Ficha técnica

Título: Niebla en el puente de Tolbiac | Autor: Léo Malet |   Traducción de: Luisa Feliu |  Editorial: Libros del Asteroide | |Precio: 16,95  € | Páginas: 176 | Formato: Rústica 20 x 12’5 cm | Género: Novela | Fecha de publicación: Noviembre de 2008 | ISBN: 978-84-936597-5-2

Niebla en el puente de Tolbiac

LIBROS DEL ASTEROIDE

Ambientada en el París de los años cincuenta -en un país sacudido por los ecos de la guerra de Argelia y que se está recuperando todavía de la segunda guerra mundial-, Niebla en el puente de Tolbiac es la historia de un atentado anarquista no cometido y de ideales revolucionarios traicionados.

Abel Benoit, un viejo anarquista, muere en el hospital tras ser víctima de una misteriosa agresión, pero antes de su muerte consigue ponerse en contacto con el detective privado Nestor Burma, quien emprenderá una investigación que le llevará a recordar su adolescencia de joven libertario perdido en el París de entreguerras. Y comprobará que a veces el pasado es un hueso duro de roer. 

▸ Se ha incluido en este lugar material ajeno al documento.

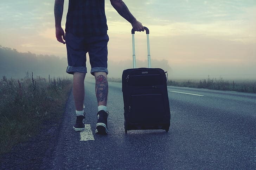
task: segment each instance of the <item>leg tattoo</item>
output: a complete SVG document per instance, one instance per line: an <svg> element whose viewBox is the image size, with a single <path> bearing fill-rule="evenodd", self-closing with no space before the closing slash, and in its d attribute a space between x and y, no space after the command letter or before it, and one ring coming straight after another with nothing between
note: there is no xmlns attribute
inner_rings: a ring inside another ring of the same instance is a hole
<svg viewBox="0 0 256 170"><path fill-rule="evenodd" d="M105 101L108 97L108 81L103 75L100 75L96 77L95 83L96 97L98 103Z"/></svg>

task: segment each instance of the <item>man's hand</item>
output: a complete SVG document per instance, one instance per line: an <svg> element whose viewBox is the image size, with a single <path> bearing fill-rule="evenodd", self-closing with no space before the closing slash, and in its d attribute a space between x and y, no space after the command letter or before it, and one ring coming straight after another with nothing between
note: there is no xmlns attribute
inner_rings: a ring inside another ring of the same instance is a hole
<svg viewBox="0 0 256 170"><path fill-rule="evenodd" d="M137 20L135 20L134 22L132 23L132 26L135 31L141 32L144 30L144 27L142 24Z"/></svg>
<svg viewBox="0 0 256 170"><path fill-rule="evenodd" d="M63 41L63 39L65 40L65 34L63 29L61 27L56 27L56 38L57 39L57 40L59 42L65 44L66 42ZM63 37L63 39L62 39Z"/></svg>

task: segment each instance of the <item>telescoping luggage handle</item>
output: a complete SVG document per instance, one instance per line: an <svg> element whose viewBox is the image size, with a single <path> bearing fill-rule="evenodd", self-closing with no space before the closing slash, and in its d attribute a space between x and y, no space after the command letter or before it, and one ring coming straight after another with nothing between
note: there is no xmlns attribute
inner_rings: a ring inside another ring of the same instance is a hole
<svg viewBox="0 0 256 170"><path fill-rule="evenodd" d="M149 30L146 27L144 27L144 29L146 31L147 35L147 43L148 46L148 68L151 68L151 59L150 57L150 50L149 50ZM135 31L133 28L132 29L132 35L133 38L133 68L136 68L136 60L135 57L135 45L134 43L134 34Z"/></svg>

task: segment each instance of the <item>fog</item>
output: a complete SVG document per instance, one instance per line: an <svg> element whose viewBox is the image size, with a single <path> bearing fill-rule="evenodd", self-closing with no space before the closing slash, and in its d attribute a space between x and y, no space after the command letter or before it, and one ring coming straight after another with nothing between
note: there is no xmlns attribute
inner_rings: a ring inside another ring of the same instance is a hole
<svg viewBox="0 0 256 170"><path fill-rule="evenodd" d="M88 54L87 55L88 60ZM50 74L51 77L72 77L71 75L65 72L68 64L66 58L52 55L37 55L30 52L21 53L15 49L0 46L0 61L1 77L5 76L9 78L21 78L26 76L27 72L30 73L33 72L35 76L40 76L47 78ZM87 63L87 71L90 73L91 67L89 61ZM232 68L222 65L211 67L204 65L193 66L185 64L172 66L170 66L168 61L165 59L152 59L152 67L161 68L167 71L169 79L200 80L207 79L208 76L211 79L222 78L228 80L252 81L256 79L253 69L251 68L252 70L250 71L250 67L243 64L240 67ZM137 60L136 66L137 67L147 67L147 61ZM109 60L108 77L121 78L123 70L132 68L132 60L117 61ZM215 73L209 74L209 73ZM89 73L87 77L93 77Z"/></svg>

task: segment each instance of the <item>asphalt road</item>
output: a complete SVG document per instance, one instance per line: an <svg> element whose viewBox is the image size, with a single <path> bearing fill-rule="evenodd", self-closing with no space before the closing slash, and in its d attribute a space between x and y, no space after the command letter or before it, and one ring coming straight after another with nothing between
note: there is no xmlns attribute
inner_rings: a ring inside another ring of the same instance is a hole
<svg viewBox="0 0 256 170"><path fill-rule="evenodd" d="M94 82L87 81L87 133L72 129L76 115L71 93L53 155L42 167L256 169L256 94L168 87L169 132L131 130L125 134L121 84L109 82L110 132L101 135L95 134Z"/></svg>

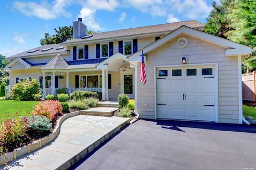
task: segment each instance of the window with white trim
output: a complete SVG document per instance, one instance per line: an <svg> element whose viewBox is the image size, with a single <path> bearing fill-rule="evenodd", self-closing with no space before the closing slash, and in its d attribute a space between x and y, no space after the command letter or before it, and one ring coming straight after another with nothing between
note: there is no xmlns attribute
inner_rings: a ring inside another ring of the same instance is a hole
<svg viewBox="0 0 256 170"><path fill-rule="evenodd" d="M83 59L83 47L77 47L77 60Z"/></svg>

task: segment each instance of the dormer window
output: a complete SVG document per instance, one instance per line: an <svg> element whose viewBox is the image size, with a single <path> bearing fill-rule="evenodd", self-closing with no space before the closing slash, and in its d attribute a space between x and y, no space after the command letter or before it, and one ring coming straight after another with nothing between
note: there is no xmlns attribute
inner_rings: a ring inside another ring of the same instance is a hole
<svg viewBox="0 0 256 170"><path fill-rule="evenodd" d="M132 54L132 44L131 40L124 42L124 49L125 55L131 55Z"/></svg>
<svg viewBox="0 0 256 170"><path fill-rule="evenodd" d="M101 44L101 57L109 56L109 44Z"/></svg>
<svg viewBox="0 0 256 170"><path fill-rule="evenodd" d="M83 47L77 47L77 60L83 59Z"/></svg>

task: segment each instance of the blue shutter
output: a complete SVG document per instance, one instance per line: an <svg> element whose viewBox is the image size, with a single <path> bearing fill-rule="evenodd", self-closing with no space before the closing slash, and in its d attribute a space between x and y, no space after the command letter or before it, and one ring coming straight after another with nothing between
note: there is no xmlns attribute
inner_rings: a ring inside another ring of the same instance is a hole
<svg viewBox="0 0 256 170"><path fill-rule="evenodd" d="M76 75L75 87L79 88L79 75Z"/></svg>
<svg viewBox="0 0 256 170"><path fill-rule="evenodd" d="M55 76L55 88L58 88L58 76Z"/></svg>
<svg viewBox="0 0 256 170"><path fill-rule="evenodd" d="M124 53L122 50L122 41L118 42L118 51L121 54Z"/></svg>
<svg viewBox="0 0 256 170"><path fill-rule="evenodd" d="M100 44L96 44L96 58L100 58Z"/></svg>
<svg viewBox="0 0 256 170"><path fill-rule="evenodd" d="M76 60L76 46L73 47L73 60Z"/></svg>
<svg viewBox="0 0 256 170"><path fill-rule="evenodd" d="M88 45L85 45L85 59L88 59Z"/></svg>
<svg viewBox="0 0 256 170"><path fill-rule="evenodd" d="M133 48L132 54L135 53L138 50L138 40L137 39L135 39L132 40L132 48Z"/></svg>
<svg viewBox="0 0 256 170"><path fill-rule="evenodd" d="M109 56L113 55L113 48L114 48L114 43L113 42L109 43Z"/></svg>

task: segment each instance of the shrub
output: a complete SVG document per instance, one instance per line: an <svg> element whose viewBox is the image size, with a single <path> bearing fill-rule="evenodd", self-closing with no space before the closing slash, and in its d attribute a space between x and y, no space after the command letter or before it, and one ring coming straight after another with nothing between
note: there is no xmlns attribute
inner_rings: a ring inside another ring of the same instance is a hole
<svg viewBox="0 0 256 170"><path fill-rule="evenodd" d="M19 100L33 100L33 95L40 92L40 83L36 79L28 79L25 82L19 81L11 90L11 97Z"/></svg>
<svg viewBox="0 0 256 170"><path fill-rule="evenodd" d="M85 100L73 100L68 102L68 105L72 109L78 109L80 110L88 109L88 107Z"/></svg>
<svg viewBox="0 0 256 170"><path fill-rule="evenodd" d="M81 100L89 97L99 99L98 92L88 91L76 90L70 94L70 98L71 99Z"/></svg>
<svg viewBox="0 0 256 170"><path fill-rule="evenodd" d="M55 96L52 94L48 94L45 97L46 100L55 100Z"/></svg>
<svg viewBox="0 0 256 170"><path fill-rule="evenodd" d="M34 95L34 100L35 101L40 101L40 100L42 99L43 97L43 95L42 95L40 93L33 95Z"/></svg>
<svg viewBox="0 0 256 170"><path fill-rule="evenodd" d="M68 94L68 89L66 88L66 87L63 87L63 88L60 88L56 90L56 94L57 95L60 94Z"/></svg>
<svg viewBox="0 0 256 170"><path fill-rule="evenodd" d="M60 94L57 95L58 101L65 102L68 100L68 95L67 94Z"/></svg>
<svg viewBox="0 0 256 170"><path fill-rule="evenodd" d="M62 106L57 100L47 100L41 101L38 105L34 107L35 110L32 114L34 115L46 116L51 121L55 116L62 111Z"/></svg>
<svg viewBox="0 0 256 170"><path fill-rule="evenodd" d="M27 121L26 117L18 116L3 122L0 128L0 144L22 142L22 137L27 130Z"/></svg>
<svg viewBox="0 0 256 170"><path fill-rule="evenodd" d="M127 105L128 107L131 110L134 110L135 109L135 104L134 100L129 100L129 102Z"/></svg>
<svg viewBox="0 0 256 170"><path fill-rule="evenodd" d="M36 133L42 133L50 131L52 127L52 123L46 116L32 115L28 118L27 127Z"/></svg>
<svg viewBox="0 0 256 170"><path fill-rule="evenodd" d="M0 81L0 97L6 96L6 85L4 83Z"/></svg>
<svg viewBox="0 0 256 170"><path fill-rule="evenodd" d="M68 111L70 110L70 106L66 102L62 102L61 103L61 106L62 106L62 111Z"/></svg>
<svg viewBox="0 0 256 170"><path fill-rule="evenodd" d="M118 108L119 109L126 106L129 102L129 97L125 94L121 94L118 95Z"/></svg>
<svg viewBox="0 0 256 170"><path fill-rule="evenodd" d="M122 117L131 117L131 111L127 106L125 106L121 109L120 112L118 113L118 116Z"/></svg>

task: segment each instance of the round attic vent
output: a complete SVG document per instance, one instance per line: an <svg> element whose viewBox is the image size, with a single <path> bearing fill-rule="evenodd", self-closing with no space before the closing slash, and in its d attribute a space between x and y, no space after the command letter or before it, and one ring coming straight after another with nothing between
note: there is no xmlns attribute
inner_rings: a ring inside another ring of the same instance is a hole
<svg viewBox="0 0 256 170"><path fill-rule="evenodd" d="M188 39L185 37L181 37L178 39L177 45L179 48L184 48L188 45Z"/></svg>

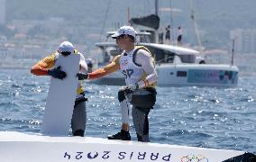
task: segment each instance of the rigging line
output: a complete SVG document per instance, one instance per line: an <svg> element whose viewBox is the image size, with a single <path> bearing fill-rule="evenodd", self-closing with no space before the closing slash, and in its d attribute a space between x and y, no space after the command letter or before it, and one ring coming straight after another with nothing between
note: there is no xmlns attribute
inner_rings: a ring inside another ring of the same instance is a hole
<svg viewBox="0 0 256 162"><path fill-rule="evenodd" d="M171 4L171 0L169 0L169 9L170 9L170 25L171 25L171 37L172 40L174 40L174 33L173 33L173 8L172 8L172 4Z"/></svg>
<svg viewBox="0 0 256 162"><path fill-rule="evenodd" d="M109 11L109 7L110 7L110 4L111 4L111 0L108 0L107 8L106 8L106 11L105 11L105 17L104 17L103 25L102 25L101 32L100 32L100 38L99 38L99 41L101 41L101 40L102 40L102 34L103 34L103 32L104 32L104 29L105 29L105 22L106 22L106 19L107 19L107 14L108 14L108 11Z"/></svg>

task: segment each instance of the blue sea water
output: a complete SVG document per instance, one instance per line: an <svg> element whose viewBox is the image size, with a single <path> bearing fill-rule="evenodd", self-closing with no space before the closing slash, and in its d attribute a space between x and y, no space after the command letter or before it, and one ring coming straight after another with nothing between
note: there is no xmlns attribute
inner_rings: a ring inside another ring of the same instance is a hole
<svg viewBox="0 0 256 162"><path fill-rule="evenodd" d="M0 69L0 130L40 132L49 76L29 69ZM86 136L105 138L120 130L119 86L86 84ZM150 113L151 142L256 153L255 76L236 88L158 87ZM131 135L136 140L131 120Z"/></svg>

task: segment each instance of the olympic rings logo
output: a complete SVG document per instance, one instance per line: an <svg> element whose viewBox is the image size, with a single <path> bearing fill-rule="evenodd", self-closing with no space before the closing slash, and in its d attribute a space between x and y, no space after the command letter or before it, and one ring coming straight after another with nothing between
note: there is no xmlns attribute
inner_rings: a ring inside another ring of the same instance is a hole
<svg viewBox="0 0 256 162"><path fill-rule="evenodd" d="M181 158L181 162L208 162L208 158L202 155L187 155Z"/></svg>

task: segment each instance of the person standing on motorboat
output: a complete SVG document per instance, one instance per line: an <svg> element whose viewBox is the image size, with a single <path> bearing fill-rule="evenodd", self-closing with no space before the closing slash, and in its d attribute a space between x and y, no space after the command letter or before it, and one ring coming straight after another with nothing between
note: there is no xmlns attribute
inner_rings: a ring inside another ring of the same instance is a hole
<svg viewBox="0 0 256 162"><path fill-rule="evenodd" d="M85 78L95 79L120 69L126 86L118 92L122 113L122 130L117 134L108 136L109 140L131 140L129 133L129 103L133 104L132 116L138 141L149 142L148 114L156 102L157 73L154 59L148 49L135 46L136 32L131 26L121 27L112 38L123 50L113 61Z"/></svg>
<svg viewBox="0 0 256 162"><path fill-rule="evenodd" d="M177 43L178 46L181 46L181 40L182 40L182 30L181 27L178 27L178 36L177 36Z"/></svg>
<svg viewBox="0 0 256 162"><path fill-rule="evenodd" d="M59 55L68 57L69 55L76 54L80 56L79 72L87 73L87 65L85 61L83 54L75 50L72 43L69 41L63 41L58 49L58 51L42 58L31 68L31 73L36 76L51 76L58 79L64 79L66 73L61 70L61 67L55 67L55 63ZM78 77L79 84L77 89L77 98L74 105L71 128L73 136L84 137L87 122L86 101L85 92L83 87L83 81Z"/></svg>

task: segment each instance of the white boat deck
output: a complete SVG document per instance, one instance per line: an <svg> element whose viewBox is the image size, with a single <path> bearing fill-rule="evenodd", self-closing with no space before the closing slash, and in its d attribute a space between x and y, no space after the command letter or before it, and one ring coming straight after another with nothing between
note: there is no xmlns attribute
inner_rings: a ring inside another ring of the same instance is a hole
<svg viewBox="0 0 256 162"><path fill-rule="evenodd" d="M1 161L224 161L243 151L0 131Z"/></svg>

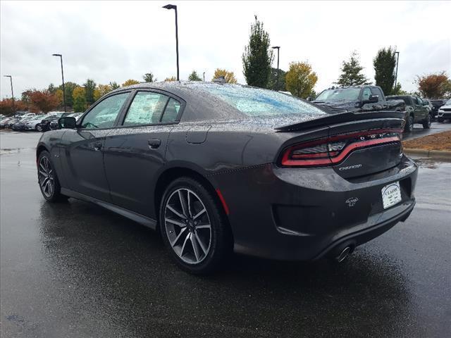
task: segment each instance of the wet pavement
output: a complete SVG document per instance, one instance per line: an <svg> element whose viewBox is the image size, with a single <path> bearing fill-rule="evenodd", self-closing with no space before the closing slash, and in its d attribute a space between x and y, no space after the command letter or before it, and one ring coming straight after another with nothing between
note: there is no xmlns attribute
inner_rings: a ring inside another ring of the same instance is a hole
<svg viewBox="0 0 451 338"><path fill-rule="evenodd" d="M419 161L410 218L342 265L237 256L199 277L152 230L44 202L39 134L0 134L2 337L451 335L451 163Z"/></svg>
<svg viewBox="0 0 451 338"><path fill-rule="evenodd" d="M446 132L447 130L451 130L450 120L445 120L443 123L433 122L430 129L424 129L421 125L415 124L414 125L412 132L409 133L404 132L402 135L402 139L404 140L417 139L418 137Z"/></svg>

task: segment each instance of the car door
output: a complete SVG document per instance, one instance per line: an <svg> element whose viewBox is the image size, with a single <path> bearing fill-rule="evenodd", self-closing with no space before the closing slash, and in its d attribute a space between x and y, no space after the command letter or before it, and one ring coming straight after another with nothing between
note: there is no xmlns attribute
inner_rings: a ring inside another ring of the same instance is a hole
<svg viewBox="0 0 451 338"><path fill-rule="evenodd" d="M104 165L105 137L118 123L130 92L110 95L82 118L78 127L64 134L61 162L69 189L110 201Z"/></svg>
<svg viewBox="0 0 451 338"><path fill-rule="evenodd" d="M105 140L104 161L113 203L156 218L154 188L164 165L171 130L184 101L166 92L137 91L122 125Z"/></svg>

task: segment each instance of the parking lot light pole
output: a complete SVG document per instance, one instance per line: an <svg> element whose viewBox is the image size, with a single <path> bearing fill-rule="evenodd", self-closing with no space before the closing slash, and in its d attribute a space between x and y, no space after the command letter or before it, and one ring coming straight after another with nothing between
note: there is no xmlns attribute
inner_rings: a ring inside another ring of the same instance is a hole
<svg viewBox="0 0 451 338"><path fill-rule="evenodd" d="M177 53L177 81L180 81L178 68L178 23L177 20L177 6L175 5L168 4L163 6L163 8L173 9L175 11L175 52Z"/></svg>
<svg viewBox="0 0 451 338"><path fill-rule="evenodd" d="M61 61L61 77L63 79L63 102L64 102L64 113L66 113L66 88L64 87L64 72L63 70L63 56L61 54L51 54L54 56L59 56Z"/></svg>
<svg viewBox="0 0 451 338"><path fill-rule="evenodd" d="M13 77L11 75L3 75L5 77L9 77L11 84L11 97L13 98L13 111L14 111L14 91L13 90Z"/></svg>
<svg viewBox="0 0 451 338"><path fill-rule="evenodd" d="M396 54L396 73L395 73L395 90L396 90L396 86L397 84L397 63L400 61L400 52L395 51L395 54Z"/></svg>
<svg viewBox="0 0 451 338"><path fill-rule="evenodd" d="M280 49L280 46L274 46L272 49L277 49L277 80L276 82L276 90L279 90L279 50Z"/></svg>

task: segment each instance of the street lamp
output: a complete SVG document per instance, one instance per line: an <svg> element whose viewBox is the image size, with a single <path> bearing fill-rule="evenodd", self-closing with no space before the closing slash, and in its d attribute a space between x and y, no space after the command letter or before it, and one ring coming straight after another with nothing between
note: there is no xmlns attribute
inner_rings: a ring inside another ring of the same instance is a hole
<svg viewBox="0 0 451 338"><path fill-rule="evenodd" d="M400 61L400 52L399 51L395 51L395 54L396 54L396 73L395 74L395 90L396 90L396 85L397 84L397 63Z"/></svg>
<svg viewBox="0 0 451 338"><path fill-rule="evenodd" d="M175 51L177 53L177 81L180 81L178 70L178 23L177 22L177 6L175 5L166 5L163 8L173 9L175 11Z"/></svg>
<svg viewBox="0 0 451 338"><path fill-rule="evenodd" d="M14 111L14 91L13 90L13 77L11 75L3 75L5 77L9 77L11 84L11 96L13 98L13 111Z"/></svg>
<svg viewBox="0 0 451 338"><path fill-rule="evenodd" d="M274 46L271 47L273 49L277 49L277 82L276 84L276 90L279 90L279 49L280 46Z"/></svg>
<svg viewBox="0 0 451 338"><path fill-rule="evenodd" d="M54 56L59 56L61 61L61 77L63 78L63 102L64 102L64 113L66 113L66 89L64 87L64 72L63 71L63 56L61 54L51 54Z"/></svg>

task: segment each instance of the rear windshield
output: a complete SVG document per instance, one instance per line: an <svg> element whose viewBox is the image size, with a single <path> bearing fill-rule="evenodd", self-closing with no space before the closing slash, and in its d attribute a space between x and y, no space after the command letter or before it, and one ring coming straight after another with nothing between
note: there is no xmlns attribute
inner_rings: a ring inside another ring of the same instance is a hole
<svg viewBox="0 0 451 338"><path fill-rule="evenodd" d="M224 101L248 116L278 116L299 113L309 116L327 115L327 113L311 104L278 92L240 85L197 85L202 87L202 90Z"/></svg>
<svg viewBox="0 0 451 338"><path fill-rule="evenodd" d="M387 96L387 99L389 100L402 100L404 101L404 103L406 104L413 104L413 101L412 101L412 97L410 96Z"/></svg>
<svg viewBox="0 0 451 338"><path fill-rule="evenodd" d="M336 88L321 92L315 101L354 101L359 99L360 88Z"/></svg>

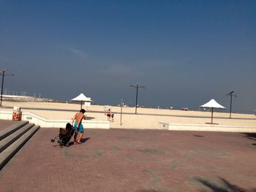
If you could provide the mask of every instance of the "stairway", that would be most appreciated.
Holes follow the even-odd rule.
[[[0,170],[39,128],[22,120],[0,131]]]

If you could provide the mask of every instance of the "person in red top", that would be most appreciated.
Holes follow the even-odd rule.
[[[107,112],[107,117],[108,117],[108,120],[110,121],[110,117],[111,117],[111,110],[110,109],[108,109]]]

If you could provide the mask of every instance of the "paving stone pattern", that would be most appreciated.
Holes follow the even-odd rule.
[[[16,120],[0,120],[0,131],[4,128],[16,124],[18,122]]]
[[[60,147],[58,132],[35,134],[0,172],[1,192],[256,191],[253,135],[86,129]]]

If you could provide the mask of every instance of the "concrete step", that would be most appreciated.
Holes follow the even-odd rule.
[[[15,132],[1,139],[0,141],[0,153],[8,147],[9,145],[16,141],[19,137],[20,137],[33,126],[34,126],[34,123],[26,124],[25,126],[23,126]]]
[[[29,123],[29,121],[27,120],[17,121],[17,123],[15,123],[15,125],[7,127],[4,130],[1,131],[0,141],[4,139],[5,137],[8,137],[13,132],[15,132],[18,129],[22,128],[23,126],[26,126],[28,123]]]
[[[39,128],[39,126],[38,126],[32,127],[0,153],[0,170]]]

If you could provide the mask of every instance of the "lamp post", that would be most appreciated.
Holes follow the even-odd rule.
[[[12,75],[14,76],[14,74],[4,74],[8,69],[4,69],[4,70],[0,71],[0,74],[1,75],[1,99],[0,99],[0,107],[1,107],[1,101],[3,99],[3,89],[4,89],[4,76]]]
[[[136,105],[135,105],[135,114],[137,114],[137,103],[138,103],[138,90],[139,89],[139,88],[145,88],[145,87],[144,86],[139,86],[139,84],[140,83],[141,83],[141,82],[139,82],[138,84],[137,84],[136,85],[129,85],[131,88],[136,88]]]
[[[230,96],[230,118],[231,118],[231,112],[232,112],[232,98],[237,97],[237,95],[233,94],[234,91],[231,91],[230,93],[227,93],[226,96]]]

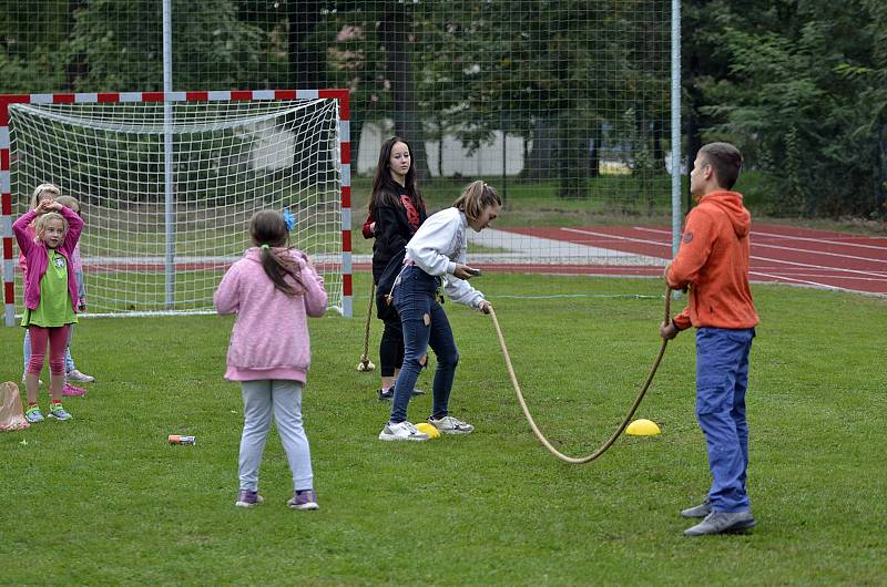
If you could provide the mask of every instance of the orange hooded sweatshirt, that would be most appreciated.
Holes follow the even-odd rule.
[[[674,289],[690,286],[689,303],[674,317],[679,329],[757,323],[748,287],[751,228],[752,215],[736,192],[711,192],[690,210],[681,248],[665,276]]]

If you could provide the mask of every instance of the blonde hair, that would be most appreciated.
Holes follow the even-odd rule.
[[[40,243],[43,240],[43,234],[47,231],[47,226],[52,220],[61,220],[62,233],[68,231],[68,219],[58,212],[48,212],[34,220],[34,243]]]
[[[55,198],[55,202],[65,208],[71,208],[72,212],[80,214],[80,202],[78,202],[74,196],[59,196]]]
[[[47,194],[47,196],[43,196],[43,194]],[[40,184],[34,188],[34,193],[31,196],[31,209],[37,208],[37,205],[40,204],[41,200],[47,199],[50,196],[54,199],[61,194],[62,190],[59,189],[59,186],[55,184]]]
[[[502,199],[491,186],[486,182],[478,179],[472,182],[462,189],[462,195],[456,198],[452,203],[455,208],[460,209],[465,215],[471,219],[477,220],[487,206],[501,206]]]

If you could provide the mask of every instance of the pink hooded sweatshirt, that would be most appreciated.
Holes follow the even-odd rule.
[[[68,262],[68,292],[71,295],[71,306],[77,313],[78,300],[80,296],[77,290],[77,276],[74,275],[73,266],[71,264],[71,255],[80,240],[80,233],[83,230],[83,220],[74,214],[73,210],[62,206],[59,214],[64,216],[68,220],[68,231],[64,234],[64,240],[55,248],[64,257]],[[19,243],[19,250],[21,256],[24,257],[24,265],[28,270],[24,271],[24,306],[29,310],[35,310],[40,303],[40,281],[47,274],[49,267],[49,250],[47,244],[42,240],[34,243],[34,234],[28,229],[28,226],[37,218],[37,213],[31,210],[22,215],[12,225],[12,231],[16,234],[16,240]],[[21,260],[20,260],[21,262]]]
[[[287,296],[262,268],[261,249],[247,249],[231,266],[213,296],[218,313],[236,313],[228,346],[228,381],[282,379],[305,383],[310,367],[307,316],[323,316],[327,296],[324,279],[295,249],[274,248],[299,267],[304,288]],[[290,279],[290,278],[287,278]],[[297,288],[295,280],[290,281]]]

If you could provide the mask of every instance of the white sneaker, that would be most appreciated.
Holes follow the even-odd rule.
[[[81,383],[92,383],[95,381],[95,378],[92,375],[88,375],[86,373],[81,373],[77,369],[73,369],[68,372],[68,381],[79,381]]]
[[[428,434],[419,432],[416,426],[409,422],[398,422],[397,424],[388,422],[385,424],[385,428],[381,429],[381,432],[379,432],[379,440],[384,441],[408,440],[412,442],[422,442],[430,437],[431,436]]]
[[[438,429],[441,434],[470,434],[475,431],[475,426],[451,415],[445,415],[440,420],[429,418],[428,423]]]

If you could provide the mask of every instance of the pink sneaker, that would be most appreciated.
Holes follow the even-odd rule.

Inspirada en los recuerdos juveniles de Léo Malet -quien había frecuentado círculos anarquistas-, Niebla en el puente de Tolbiac está considerada como una novela clásica de la literatura policíaca mundial y como la mejor de su autor. Profundo conocedor de su ciudad y de las flaquezas propias y ajenas, Malet crea en Burma un álter ego escéptico, socarrón y honesto, cuya figura influirá en algunos de los personajes creados por maestros posteriores del género.

Niebla en el puente de Tolbiac forma parte de Les nouveaux mystères de Paris, un ambicioso proyecto literario que Malet no pudo completar: una serie de veinte novelas ambientadas en cada uno de los arrondissements parisinos y de las que Malet sólo llegaría a escribir quince. 

1. ¡Camarada Burma!

   Me estaban haciendo la revisión del coche en el taller, de modo que tomé el metro.

   Hubiese podido parar un taxi, pero todavía faltaba un mes y medio para el aguinaldo. Caía un sucio sirimiri y en cuanto empieza a llover los taxis escasean. Deben encoger con la humedad. No se me ocurre otra explicación. Y cuando deja de llover, no van en la dirección que al cliente le gustaría.

   Para este último fenómeno carezco de explicaciones pero, en cambio, los taxistas las tienen excelentes.

   De modo que tomé el metro.

   No sabía exactamente quién ni qué me requería en el Hospital de La Salpêtrière. Me dirigía al siniestro establecimiento por convocatoria, por así decirlo.

   Con el correo del mediodía había recibido en mi oficina de la calle de Petits-Champs una carta lo bastante misteriosa como para interesarme.

   Esta carta que había leído y releído, volví a leerla también en el vagón de la línea Église de Pantin-Place d’Italie que me llevaba al hospital.

   Decía así:

   «Querido camarada:

   Me dirijo a ti, aunque te hayas metido a policía, pero un policía un poco especial y como, además, te conocí de niño…»

   Firmaba la carta un tal Abel Benoit. ¿Abel Benoit? No recordaba haber conocido a nadie en mi vida, de niño o después, que se llamara así. Sin embargo, me rondaba por la cabeza un rescoldo de idea -una idea muy vaga- sobre los círculos de los que podía proceder el papelucho; pero a un Abel Benoit, lo que se dice a un individuo llamado Abel Benoit, mí no conocer.

   El susodicho papel seguía así:

   «… Hay un cabrón que está preparando una cabronada.

   Ven a verme al Hospital Salpêtre, sala 10, cama…»

   Ahí se liaba un poco. Igual se podía leer 15 que 4, a elegir.

   «… Te diré cómo salvar el pellejo de los compañeros. Fraternalmente, Abel Benoit.»